המילה נאבד (בניקוד הנדון) היא בבנין נפעל. לכן הדגש באות ב' הוא של בגד כפת. ברגע שמחטיפים את האות א' (ע"י חטף סגול) כבר אין שווא נח לפני האות ב' והיא מאבדת את הדגש הקל

אני חושב שמורי דקדוק מרשים להגיד נאבד במקום אבד


----------



## arielipi

see as well http://www.ybhlashon.com/PAGE6.asp


----------



## origumi

arielipi said:


> see as well http://www.ybhlashon.com/PAGE6.asp


בעברית מדוברת שתי הצורות קיימות, ה"איסור" על שימוש במילה _נאבד _נראה כיוזמה של פוליטרוקי שפה מטעם עצמם. רוביק רוזנטל מציג דוגמאות לשימוש תלמודי במילה _נאבד_. בלוג "עברית שפה קשה" מגדיר את איסור השימוש כ"תיקון יתר" (ומצרף אסמכתאות). בכל אופן דיון כזה נגזר דינו להסתיים ללא תוצאות: יש שעוקב באדיקות אחרי לשון המקרא (ולא ירשה לומר _נאבד_), רעהו מתיר כל מה שבמקורות (ולכן ירשה), שלישי ינהה אחרי פסיקות האקדמיה, רביעי יקדש את לשון הציבור (כלומר _אבד _וגם _נאבד_, עם עדיפות לראשון בכתיבה רשמית).

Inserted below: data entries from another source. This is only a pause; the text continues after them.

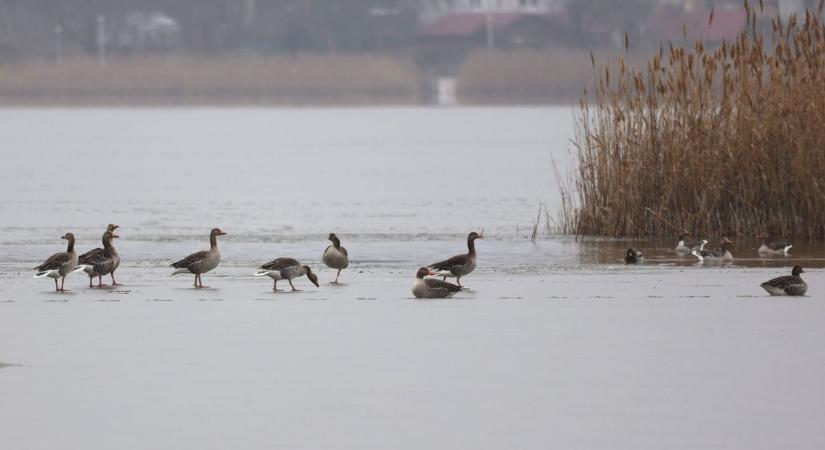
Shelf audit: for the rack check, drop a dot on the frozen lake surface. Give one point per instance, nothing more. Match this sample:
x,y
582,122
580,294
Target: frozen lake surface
x,y
555,345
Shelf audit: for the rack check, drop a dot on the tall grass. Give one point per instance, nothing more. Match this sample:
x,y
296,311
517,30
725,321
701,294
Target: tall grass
x,y
729,140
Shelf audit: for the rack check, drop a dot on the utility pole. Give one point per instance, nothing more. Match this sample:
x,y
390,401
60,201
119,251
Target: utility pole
x,y
58,43
491,40
101,39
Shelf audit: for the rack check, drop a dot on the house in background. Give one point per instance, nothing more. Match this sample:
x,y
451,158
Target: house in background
x,y
442,44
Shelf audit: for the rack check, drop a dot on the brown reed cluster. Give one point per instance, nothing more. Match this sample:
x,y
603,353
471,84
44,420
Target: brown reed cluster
x,y
720,141
300,79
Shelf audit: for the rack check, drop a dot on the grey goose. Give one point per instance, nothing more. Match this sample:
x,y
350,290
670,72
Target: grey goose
x,y
201,262
60,264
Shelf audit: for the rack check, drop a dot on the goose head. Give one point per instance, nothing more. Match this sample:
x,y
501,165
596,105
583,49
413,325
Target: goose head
x,y
423,272
312,277
335,241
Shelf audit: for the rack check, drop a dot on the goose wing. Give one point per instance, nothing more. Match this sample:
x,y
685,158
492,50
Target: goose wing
x,y
191,259
448,264
55,261
280,264
434,283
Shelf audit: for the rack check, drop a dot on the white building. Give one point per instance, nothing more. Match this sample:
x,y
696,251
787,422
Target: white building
x,y
433,9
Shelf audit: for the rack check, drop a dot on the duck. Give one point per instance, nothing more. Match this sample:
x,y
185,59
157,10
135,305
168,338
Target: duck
x,y
100,261
633,256
459,265
685,246
335,256
724,255
791,284
60,264
681,247
432,287
201,262
286,269
772,248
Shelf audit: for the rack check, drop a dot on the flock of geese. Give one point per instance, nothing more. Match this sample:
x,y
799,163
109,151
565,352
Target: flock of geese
x,y
792,284
104,261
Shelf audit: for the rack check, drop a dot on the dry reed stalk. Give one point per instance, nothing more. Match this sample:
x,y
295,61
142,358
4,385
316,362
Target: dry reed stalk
x,y
725,140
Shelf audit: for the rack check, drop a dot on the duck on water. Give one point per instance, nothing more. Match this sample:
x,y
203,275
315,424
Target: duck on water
x,y
459,265
791,284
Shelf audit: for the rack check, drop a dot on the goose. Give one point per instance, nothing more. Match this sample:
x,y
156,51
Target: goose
x,y
432,287
791,284
60,264
633,256
459,265
336,256
100,261
724,255
681,247
201,262
685,246
772,248
286,269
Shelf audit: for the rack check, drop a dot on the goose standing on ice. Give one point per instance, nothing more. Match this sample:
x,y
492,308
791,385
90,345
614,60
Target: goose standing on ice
x,y
633,256
100,261
60,264
201,262
772,248
335,256
286,269
791,284
459,265
431,287
724,255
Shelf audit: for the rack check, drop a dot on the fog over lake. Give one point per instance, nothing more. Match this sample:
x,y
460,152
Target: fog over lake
x,y
556,344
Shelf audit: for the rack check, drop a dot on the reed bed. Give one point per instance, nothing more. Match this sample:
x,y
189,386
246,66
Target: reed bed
x,y
523,76
320,79
719,141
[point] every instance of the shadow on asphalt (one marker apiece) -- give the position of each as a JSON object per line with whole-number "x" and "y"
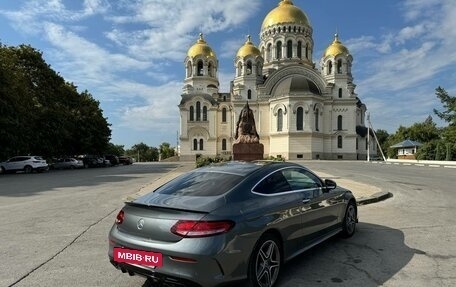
{"x": 370, "y": 258}
{"x": 21, "y": 185}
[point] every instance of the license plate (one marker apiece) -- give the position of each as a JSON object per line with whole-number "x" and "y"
{"x": 138, "y": 257}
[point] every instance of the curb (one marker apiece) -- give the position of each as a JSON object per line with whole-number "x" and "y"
{"x": 379, "y": 196}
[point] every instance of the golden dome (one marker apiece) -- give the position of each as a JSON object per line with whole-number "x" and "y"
{"x": 248, "y": 49}
{"x": 336, "y": 48}
{"x": 200, "y": 48}
{"x": 286, "y": 12}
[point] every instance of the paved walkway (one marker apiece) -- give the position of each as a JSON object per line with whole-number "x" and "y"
{"x": 364, "y": 193}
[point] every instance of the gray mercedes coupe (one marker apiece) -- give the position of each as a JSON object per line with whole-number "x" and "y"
{"x": 229, "y": 222}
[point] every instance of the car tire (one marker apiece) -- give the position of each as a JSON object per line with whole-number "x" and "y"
{"x": 350, "y": 218}
{"x": 265, "y": 262}
{"x": 28, "y": 169}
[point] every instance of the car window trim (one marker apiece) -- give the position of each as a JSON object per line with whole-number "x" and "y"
{"x": 286, "y": 192}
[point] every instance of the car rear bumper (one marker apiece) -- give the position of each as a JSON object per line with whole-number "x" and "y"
{"x": 213, "y": 266}
{"x": 156, "y": 278}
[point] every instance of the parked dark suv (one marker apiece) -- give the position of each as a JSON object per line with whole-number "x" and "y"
{"x": 91, "y": 161}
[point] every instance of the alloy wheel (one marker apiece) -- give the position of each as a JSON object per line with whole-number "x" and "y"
{"x": 267, "y": 264}
{"x": 350, "y": 219}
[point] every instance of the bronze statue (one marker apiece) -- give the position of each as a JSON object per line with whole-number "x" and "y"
{"x": 245, "y": 127}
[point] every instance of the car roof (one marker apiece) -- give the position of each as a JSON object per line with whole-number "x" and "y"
{"x": 242, "y": 168}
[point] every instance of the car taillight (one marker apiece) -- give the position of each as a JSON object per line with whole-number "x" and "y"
{"x": 120, "y": 217}
{"x": 190, "y": 228}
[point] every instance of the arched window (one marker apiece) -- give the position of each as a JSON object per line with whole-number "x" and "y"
{"x": 198, "y": 111}
{"x": 209, "y": 69}
{"x": 299, "y": 49}
{"x": 329, "y": 67}
{"x": 249, "y": 68}
{"x": 289, "y": 49}
{"x": 192, "y": 113}
{"x": 224, "y": 115}
{"x": 205, "y": 113}
{"x": 239, "y": 69}
{"x": 195, "y": 144}
{"x": 279, "y": 50}
{"x": 300, "y": 119}
{"x": 200, "y": 68}
{"x": 279, "y": 120}
{"x": 189, "y": 69}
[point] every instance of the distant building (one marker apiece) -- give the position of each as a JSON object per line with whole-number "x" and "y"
{"x": 301, "y": 112}
{"x": 406, "y": 149}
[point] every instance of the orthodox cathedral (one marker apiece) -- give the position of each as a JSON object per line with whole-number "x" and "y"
{"x": 301, "y": 111}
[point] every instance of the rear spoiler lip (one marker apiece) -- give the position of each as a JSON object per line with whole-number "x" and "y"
{"x": 132, "y": 203}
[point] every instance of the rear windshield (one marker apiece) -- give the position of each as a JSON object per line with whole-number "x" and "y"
{"x": 201, "y": 184}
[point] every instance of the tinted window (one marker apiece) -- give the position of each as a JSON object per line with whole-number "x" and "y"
{"x": 200, "y": 184}
{"x": 273, "y": 183}
{"x": 301, "y": 179}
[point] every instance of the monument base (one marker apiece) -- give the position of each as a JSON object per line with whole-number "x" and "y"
{"x": 248, "y": 151}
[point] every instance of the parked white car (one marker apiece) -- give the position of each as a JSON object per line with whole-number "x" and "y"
{"x": 27, "y": 164}
{"x": 70, "y": 163}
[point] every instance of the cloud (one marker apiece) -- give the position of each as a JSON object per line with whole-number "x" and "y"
{"x": 159, "y": 113}
{"x": 168, "y": 28}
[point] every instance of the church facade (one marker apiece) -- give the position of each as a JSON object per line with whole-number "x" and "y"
{"x": 301, "y": 111}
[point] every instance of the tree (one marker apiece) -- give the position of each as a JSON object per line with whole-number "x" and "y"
{"x": 382, "y": 137}
{"x": 426, "y": 133}
{"x": 449, "y": 105}
{"x": 448, "y": 115}
{"x": 166, "y": 151}
{"x": 41, "y": 113}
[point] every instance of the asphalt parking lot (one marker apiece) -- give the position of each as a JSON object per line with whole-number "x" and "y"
{"x": 55, "y": 226}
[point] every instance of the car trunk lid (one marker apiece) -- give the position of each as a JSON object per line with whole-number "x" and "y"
{"x": 154, "y": 223}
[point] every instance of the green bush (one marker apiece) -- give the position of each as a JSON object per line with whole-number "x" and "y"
{"x": 203, "y": 161}
{"x": 273, "y": 158}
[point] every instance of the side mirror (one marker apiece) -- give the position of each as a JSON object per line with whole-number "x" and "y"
{"x": 330, "y": 184}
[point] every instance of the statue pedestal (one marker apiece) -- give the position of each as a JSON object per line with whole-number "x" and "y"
{"x": 248, "y": 151}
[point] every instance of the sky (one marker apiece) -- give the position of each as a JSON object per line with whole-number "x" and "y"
{"x": 129, "y": 54}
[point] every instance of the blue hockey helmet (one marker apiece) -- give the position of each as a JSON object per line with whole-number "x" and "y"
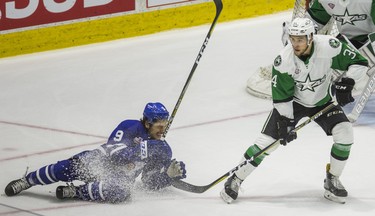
{"x": 154, "y": 112}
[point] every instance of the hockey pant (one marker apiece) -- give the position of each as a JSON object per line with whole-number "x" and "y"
{"x": 109, "y": 190}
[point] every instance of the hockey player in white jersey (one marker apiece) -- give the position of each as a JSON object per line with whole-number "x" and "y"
{"x": 301, "y": 86}
{"x": 355, "y": 21}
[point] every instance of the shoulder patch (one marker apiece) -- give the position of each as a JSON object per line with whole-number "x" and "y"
{"x": 277, "y": 61}
{"x": 334, "y": 43}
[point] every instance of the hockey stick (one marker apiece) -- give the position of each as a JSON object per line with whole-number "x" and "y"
{"x": 219, "y": 7}
{"x": 365, "y": 95}
{"x": 200, "y": 189}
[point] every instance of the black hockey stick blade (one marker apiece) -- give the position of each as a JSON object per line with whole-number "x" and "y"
{"x": 219, "y": 8}
{"x": 200, "y": 189}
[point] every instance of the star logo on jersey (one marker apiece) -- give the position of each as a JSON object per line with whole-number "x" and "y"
{"x": 347, "y": 18}
{"x": 309, "y": 84}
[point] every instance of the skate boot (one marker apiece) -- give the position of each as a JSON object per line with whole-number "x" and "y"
{"x": 231, "y": 187}
{"x": 16, "y": 186}
{"x": 66, "y": 192}
{"x": 335, "y": 191}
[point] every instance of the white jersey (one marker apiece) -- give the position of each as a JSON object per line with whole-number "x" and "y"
{"x": 308, "y": 81}
{"x": 353, "y": 17}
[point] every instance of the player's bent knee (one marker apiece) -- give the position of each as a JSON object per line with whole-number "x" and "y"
{"x": 343, "y": 133}
{"x": 116, "y": 193}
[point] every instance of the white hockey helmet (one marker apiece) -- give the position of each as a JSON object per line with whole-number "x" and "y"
{"x": 301, "y": 26}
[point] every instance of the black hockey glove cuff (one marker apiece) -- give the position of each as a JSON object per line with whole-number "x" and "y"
{"x": 344, "y": 91}
{"x": 285, "y": 128}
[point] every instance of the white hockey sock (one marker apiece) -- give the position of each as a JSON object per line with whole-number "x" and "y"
{"x": 337, "y": 166}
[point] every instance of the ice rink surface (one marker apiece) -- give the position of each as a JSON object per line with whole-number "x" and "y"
{"x": 58, "y": 103}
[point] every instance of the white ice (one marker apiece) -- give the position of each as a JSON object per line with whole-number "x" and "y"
{"x": 58, "y": 103}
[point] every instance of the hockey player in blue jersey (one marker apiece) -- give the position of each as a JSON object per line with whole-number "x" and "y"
{"x": 134, "y": 148}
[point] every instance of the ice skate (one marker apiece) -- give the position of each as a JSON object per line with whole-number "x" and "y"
{"x": 231, "y": 187}
{"x": 335, "y": 191}
{"x": 66, "y": 192}
{"x": 16, "y": 186}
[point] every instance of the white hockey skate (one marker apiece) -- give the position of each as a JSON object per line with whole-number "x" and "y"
{"x": 231, "y": 187}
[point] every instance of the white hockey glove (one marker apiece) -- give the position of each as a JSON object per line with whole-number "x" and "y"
{"x": 285, "y": 35}
{"x": 344, "y": 91}
{"x": 176, "y": 170}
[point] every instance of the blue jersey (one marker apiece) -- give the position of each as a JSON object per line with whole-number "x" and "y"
{"x": 110, "y": 170}
{"x": 130, "y": 146}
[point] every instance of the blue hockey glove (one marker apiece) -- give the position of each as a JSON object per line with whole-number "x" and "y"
{"x": 285, "y": 126}
{"x": 344, "y": 91}
{"x": 176, "y": 170}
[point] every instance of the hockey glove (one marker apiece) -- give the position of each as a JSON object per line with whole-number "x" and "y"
{"x": 285, "y": 126}
{"x": 344, "y": 91}
{"x": 176, "y": 170}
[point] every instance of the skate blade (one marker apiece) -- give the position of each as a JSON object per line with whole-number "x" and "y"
{"x": 225, "y": 197}
{"x": 330, "y": 196}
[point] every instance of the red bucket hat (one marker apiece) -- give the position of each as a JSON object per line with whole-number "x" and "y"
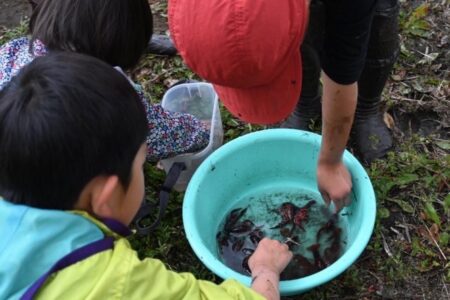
{"x": 248, "y": 49}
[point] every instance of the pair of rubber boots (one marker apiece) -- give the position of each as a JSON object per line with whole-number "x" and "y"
{"x": 370, "y": 137}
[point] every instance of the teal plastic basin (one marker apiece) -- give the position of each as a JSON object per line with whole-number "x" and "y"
{"x": 270, "y": 160}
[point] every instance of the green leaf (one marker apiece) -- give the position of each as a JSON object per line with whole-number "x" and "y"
{"x": 405, "y": 206}
{"x": 383, "y": 213}
{"x": 447, "y": 203}
{"x": 421, "y": 11}
{"x": 407, "y": 178}
{"x": 431, "y": 213}
{"x": 443, "y": 145}
{"x": 444, "y": 239}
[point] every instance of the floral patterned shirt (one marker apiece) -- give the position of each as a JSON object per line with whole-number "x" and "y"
{"x": 170, "y": 133}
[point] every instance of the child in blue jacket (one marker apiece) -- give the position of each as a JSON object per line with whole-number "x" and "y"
{"x": 72, "y": 149}
{"x": 118, "y": 33}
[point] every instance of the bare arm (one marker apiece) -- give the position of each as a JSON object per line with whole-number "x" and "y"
{"x": 338, "y": 110}
{"x": 268, "y": 261}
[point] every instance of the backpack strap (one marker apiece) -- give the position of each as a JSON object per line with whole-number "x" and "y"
{"x": 68, "y": 260}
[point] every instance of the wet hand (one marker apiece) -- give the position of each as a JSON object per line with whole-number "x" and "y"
{"x": 271, "y": 256}
{"x": 335, "y": 184}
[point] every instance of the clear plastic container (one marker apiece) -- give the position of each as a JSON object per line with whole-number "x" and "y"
{"x": 200, "y": 100}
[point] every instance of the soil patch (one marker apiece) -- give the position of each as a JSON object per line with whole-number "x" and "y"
{"x": 12, "y": 12}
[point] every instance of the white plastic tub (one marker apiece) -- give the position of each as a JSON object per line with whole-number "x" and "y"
{"x": 200, "y": 100}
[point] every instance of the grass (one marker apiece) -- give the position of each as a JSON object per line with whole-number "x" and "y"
{"x": 408, "y": 254}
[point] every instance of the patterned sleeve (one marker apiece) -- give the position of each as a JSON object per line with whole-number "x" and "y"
{"x": 172, "y": 133}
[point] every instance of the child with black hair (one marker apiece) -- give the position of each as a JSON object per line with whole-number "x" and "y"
{"x": 117, "y": 32}
{"x": 72, "y": 147}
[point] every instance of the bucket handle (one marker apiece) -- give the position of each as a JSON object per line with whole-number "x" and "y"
{"x": 146, "y": 208}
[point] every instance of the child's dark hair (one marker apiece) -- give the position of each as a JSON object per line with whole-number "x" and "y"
{"x": 115, "y": 31}
{"x": 65, "y": 119}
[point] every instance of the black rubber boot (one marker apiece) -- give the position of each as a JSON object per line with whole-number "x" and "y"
{"x": 161, "y": 45}
{"x": 306, "y": 113}
{"x": 309, "y": 107}
{"x": 370, "y": 135}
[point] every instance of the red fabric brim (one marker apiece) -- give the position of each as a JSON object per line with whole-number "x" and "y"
{"x": 266, "y": 104}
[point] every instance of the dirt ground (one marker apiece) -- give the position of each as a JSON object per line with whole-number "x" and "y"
{"x": 12, "y": 12}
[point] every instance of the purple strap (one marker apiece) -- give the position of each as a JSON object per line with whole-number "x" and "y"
{"x": 70, "y": 259}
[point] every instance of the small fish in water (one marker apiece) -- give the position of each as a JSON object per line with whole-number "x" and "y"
{"x": 318, "y": 262}
{"x": 287, "y": 212}
{"x": 256, "y": 236}
{"x": 292, "y": 242}
{"x": 234, "y": 216}
{"x": 332, "y": 253}
{"x": 248, "y": 251}
{"x": 302, "y": 215}
{"x": 245, "y": 265}
{"x": 237, "y": 246}
{"x": 242, "y": 228}
{"x": 222, "y": 240}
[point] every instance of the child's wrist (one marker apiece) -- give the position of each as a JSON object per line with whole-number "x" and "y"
{"x": 266, "y": 274}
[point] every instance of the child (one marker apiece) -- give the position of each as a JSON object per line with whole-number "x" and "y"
{"x": 72, "y": 134}
{"x": 117, "y": 32}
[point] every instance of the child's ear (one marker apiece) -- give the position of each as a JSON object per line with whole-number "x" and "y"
{"x": 105, "y": 196}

http://www.nrg.co.il/online/1/ART/845/801.html
http://hebrewlog.blogspot.co.il/2004/09/blog-post_109498236879499895.html


----------



## arielipi

origumi said:


> בעברית מדוברת שתי הצורות קיימות, ה"איסור" על שימוש במילה _נאבד _נראה כיוזמה של פוליטרוקי שפה מטעם עצמם. רוביק רוזנטל מציג דוגמאות לשימוש תלמודי במילה _נאבד_. בלוג "עברית שפה קשה" מגדיר את איסור השימוש כ"תיקון יתר" (ומצרף אסמכתאות). בכל אופן דיון כזה נגזר דינו להסתיים ללא תוצאות: יש שעוקב באדיקות אחרי לשון המקרא (ולא ירשה לומר _נאבד_), רעהו מתיר כל מה שבמקורות (ולכן ירשה), שלישי ינהה אחרי פסיקות האקדמיה, רביעי יקדש את לשון הציבור (כלומר _אבד _וגם _נאבד_, עם עדיפות לראשון בכתיבה רשמית).
> 
> http://www.nrg.co.il/online/1/ART/845/801.html
> http://hebrewlog.blogspot.co.il/2004/09/blog-post_109498236879499895.html



עדיין כל אלה אומרים שאכן עדיפה הצורה אבד, ולא אחרת.


----------